Por ejemplo, cada año se desarrollan nuevas vacunas contra los virus de la gripe (Influenza) debido a que estos patógenos tienen una alta tasa de mutación. Eso también explica porqué recaemos cada cierto tiempo.

Afortunadamente, el SARS-CoV-2 no muta con tanta frecuencia, lo cual es inusual para un virus de ARN. Sin embargo, su estabilidad genética puede tener una causa específica.

Modelo del coronavirus SARS-CoV-2. Fuente de imagen: Visual Science.

Modelo del coronavirus SARS-CoV-2. Fuente de imagen: Visual Science.

“Este virus cambia muy poco debido a que tiene un mecanismo de reparación de errores en su propio genoma.

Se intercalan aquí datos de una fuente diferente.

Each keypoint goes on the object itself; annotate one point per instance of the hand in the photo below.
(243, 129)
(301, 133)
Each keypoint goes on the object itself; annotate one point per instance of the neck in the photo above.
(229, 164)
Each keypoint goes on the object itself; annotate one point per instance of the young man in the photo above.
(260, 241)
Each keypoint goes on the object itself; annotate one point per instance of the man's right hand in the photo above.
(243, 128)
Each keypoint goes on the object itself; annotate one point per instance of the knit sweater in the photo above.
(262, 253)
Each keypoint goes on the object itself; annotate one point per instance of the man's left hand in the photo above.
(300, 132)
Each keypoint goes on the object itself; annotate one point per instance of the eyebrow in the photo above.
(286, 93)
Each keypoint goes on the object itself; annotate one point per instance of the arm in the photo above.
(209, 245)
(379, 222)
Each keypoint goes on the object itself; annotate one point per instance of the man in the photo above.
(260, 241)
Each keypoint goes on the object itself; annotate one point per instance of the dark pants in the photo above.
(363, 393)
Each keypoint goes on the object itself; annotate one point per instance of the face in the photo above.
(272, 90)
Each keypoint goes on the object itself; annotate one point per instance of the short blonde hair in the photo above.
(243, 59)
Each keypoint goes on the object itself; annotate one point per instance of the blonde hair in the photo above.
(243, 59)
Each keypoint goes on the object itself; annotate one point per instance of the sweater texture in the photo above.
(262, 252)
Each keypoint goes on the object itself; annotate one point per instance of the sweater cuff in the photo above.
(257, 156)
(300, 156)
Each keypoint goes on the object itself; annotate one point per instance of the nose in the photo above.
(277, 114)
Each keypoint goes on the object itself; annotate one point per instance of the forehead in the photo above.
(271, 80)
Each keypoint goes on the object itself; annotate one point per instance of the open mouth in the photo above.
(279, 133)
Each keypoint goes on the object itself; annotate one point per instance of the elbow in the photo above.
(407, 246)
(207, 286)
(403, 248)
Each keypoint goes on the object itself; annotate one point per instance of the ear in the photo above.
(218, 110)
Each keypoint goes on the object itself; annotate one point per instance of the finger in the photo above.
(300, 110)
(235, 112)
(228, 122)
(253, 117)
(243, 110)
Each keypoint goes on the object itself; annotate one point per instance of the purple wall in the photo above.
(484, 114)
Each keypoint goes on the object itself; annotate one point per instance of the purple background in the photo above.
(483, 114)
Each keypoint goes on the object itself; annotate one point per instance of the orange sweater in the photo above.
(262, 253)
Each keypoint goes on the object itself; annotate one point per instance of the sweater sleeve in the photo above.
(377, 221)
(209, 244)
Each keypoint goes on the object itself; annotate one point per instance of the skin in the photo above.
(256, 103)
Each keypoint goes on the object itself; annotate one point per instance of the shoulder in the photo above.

Muchos virus no tienen ese mecanismo, por eso son muy variables”, explicó a La República Guillermo Martínez de Tejada, microbiólogo de la Universidad de Navarra (España).

A la luz de estos datos, no parece ser que el fin de los anticuerpos signifique el fin de la inmunidad. Pero tampoco se puede descuidar a los recuperados que continúan en estado de vulnerabilidad, como los que sufren enfermedades crónicas o los ancianos, quienes tienen una respuesta inmune deficiente.